The truck door clicked open, and Asher rolled up and over the railing, landing five feet down on the grass as he called, “Hey, I’m over here. You’re good.”
She looked around sleepily with the lizard on her shoulder. He looked around, too, trying to see what she could see. From where he parked, the light from the barn was blocked, so there was a vague dark outline of a building to her left and the spill of a porch light with a strange man sitting on it to her right.
“That’s my cousin.” He bit his tongue before he said the word alpha.
It looked like he brought her to a cabin deep in the woods to meet a huge, intimidating man. It didn’t just look like that. It was that. That’s exactly what he did.
“You good?” he asked as he ran a hand down her arm, unable to keep from touching her.

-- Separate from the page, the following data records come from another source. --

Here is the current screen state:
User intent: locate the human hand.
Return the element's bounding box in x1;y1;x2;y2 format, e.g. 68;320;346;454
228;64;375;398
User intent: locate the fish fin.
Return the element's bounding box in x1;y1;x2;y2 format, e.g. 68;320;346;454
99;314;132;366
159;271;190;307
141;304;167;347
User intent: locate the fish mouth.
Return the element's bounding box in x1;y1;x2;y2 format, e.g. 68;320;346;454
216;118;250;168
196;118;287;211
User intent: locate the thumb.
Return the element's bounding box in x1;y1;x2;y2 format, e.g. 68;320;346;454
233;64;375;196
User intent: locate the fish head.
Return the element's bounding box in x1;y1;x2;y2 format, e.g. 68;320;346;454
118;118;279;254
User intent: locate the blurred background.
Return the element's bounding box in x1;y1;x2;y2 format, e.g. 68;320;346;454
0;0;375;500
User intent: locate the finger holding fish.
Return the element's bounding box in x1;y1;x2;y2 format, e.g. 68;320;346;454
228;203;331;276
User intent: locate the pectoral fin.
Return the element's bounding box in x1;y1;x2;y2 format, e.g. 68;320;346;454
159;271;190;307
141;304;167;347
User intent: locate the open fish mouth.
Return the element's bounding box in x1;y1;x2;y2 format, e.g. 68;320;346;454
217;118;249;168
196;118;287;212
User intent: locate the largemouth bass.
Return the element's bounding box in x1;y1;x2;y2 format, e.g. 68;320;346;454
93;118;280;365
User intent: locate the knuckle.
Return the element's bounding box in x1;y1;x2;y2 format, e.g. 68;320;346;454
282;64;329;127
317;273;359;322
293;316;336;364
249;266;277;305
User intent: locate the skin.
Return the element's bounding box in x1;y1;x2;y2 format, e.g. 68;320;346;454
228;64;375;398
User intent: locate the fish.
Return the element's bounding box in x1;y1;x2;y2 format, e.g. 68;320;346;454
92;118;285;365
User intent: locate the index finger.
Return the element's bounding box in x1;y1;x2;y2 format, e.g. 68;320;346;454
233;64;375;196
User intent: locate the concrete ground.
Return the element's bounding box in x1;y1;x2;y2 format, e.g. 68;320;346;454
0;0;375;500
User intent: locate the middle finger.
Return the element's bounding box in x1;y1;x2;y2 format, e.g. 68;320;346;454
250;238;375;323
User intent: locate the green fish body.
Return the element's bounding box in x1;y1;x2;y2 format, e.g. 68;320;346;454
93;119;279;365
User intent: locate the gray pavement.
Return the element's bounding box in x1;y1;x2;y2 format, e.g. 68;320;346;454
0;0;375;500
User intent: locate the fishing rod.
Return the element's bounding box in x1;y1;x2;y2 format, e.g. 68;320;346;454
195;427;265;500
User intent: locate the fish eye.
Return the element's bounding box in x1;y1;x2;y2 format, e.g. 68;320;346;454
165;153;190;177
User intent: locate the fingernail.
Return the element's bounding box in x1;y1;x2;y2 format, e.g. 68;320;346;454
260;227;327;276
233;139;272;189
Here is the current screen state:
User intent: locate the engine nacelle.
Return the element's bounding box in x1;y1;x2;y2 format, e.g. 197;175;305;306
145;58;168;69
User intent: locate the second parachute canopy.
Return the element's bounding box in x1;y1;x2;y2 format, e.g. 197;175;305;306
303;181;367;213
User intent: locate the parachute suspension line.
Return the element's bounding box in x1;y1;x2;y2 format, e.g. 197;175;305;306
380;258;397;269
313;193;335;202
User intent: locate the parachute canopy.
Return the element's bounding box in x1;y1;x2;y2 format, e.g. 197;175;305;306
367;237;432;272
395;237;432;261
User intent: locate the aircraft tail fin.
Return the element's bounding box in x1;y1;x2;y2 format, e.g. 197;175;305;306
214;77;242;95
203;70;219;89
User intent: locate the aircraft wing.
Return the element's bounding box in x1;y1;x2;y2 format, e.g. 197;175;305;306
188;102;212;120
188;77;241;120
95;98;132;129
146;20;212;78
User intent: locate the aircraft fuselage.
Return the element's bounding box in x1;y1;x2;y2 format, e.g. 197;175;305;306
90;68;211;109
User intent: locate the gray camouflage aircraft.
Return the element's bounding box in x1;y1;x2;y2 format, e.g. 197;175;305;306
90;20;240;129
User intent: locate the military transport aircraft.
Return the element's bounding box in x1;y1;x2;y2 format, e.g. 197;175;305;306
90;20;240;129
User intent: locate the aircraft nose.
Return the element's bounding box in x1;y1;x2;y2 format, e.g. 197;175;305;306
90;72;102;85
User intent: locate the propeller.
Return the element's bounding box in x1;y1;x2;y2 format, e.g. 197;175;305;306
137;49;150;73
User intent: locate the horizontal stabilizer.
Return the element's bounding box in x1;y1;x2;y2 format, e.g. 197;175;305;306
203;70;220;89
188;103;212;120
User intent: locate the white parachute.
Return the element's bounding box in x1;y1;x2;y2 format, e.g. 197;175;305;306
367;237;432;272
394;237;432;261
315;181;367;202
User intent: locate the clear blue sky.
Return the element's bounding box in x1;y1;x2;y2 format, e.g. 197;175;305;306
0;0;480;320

She nodded absently but didn’t take a step as she petted Oz’s soft spikes. “I forgot this feeling.”
“What feeling?”
“Starting over.”
He winced.
She went on, “Where even the air doesn’t smell right, and everything is new, and you don’t know anybody, and you don’t have anything. I seriously thought I was never going to have to do this again.”
“I’m sorry.”
Finally, she met his eyes. “It’s not your fault!”
He bit his lip, trying to keep any emotion off his face.
She burst out laughing.
“It is literally my fault,” he said.
“What the hell did you do?” Malcolm asked from the porch, and she froze.
“I should mention if you want to have a private conversation, we have to flee to the next county.”
“He didn’t do anything,” Penn said, her eyes never leaving his. “It’s their fault. Their ignorance and their fear.”
“Who?” Malcolm asked more urgently.
Asher took a deep breath, wishing that he could have slipped in unnoticed, but this reckoning was always going to come the moment he turned the truck toward home.
“Malcolm, meet Penelope.” He cringed. Was Penn a nickname just for him? “Who sometimes is called Penn?”
She held out a hand, but Malcolm was still on the porch, so soon she was striding across the lawn with one hand outstretched awkwardly. Asher followed her until they reached the porch, where she stood five feet down from Malcolm and finally dropped her hand.
Malcolm hadn’t even gotten up, which felt a little insulting, until Asher remembered how tall he was and appreciated the consideration.
He led her around to the stairs and up before they could finally shake hands. Malcolm was still hunched down on the bench as if he could hide a third of himself somewhere.
“Nice to meet you, Penelope. Penn?”
“Penn is good.”
“There’s a story here,” Malcolm said, his eyes bouncing between the two of them.
“She’s helping me,” Asher said and bit his lip on the bitterness that welled up. It’s not that he didn’t want her help or deeply appreciate her care. She was just so much more to him.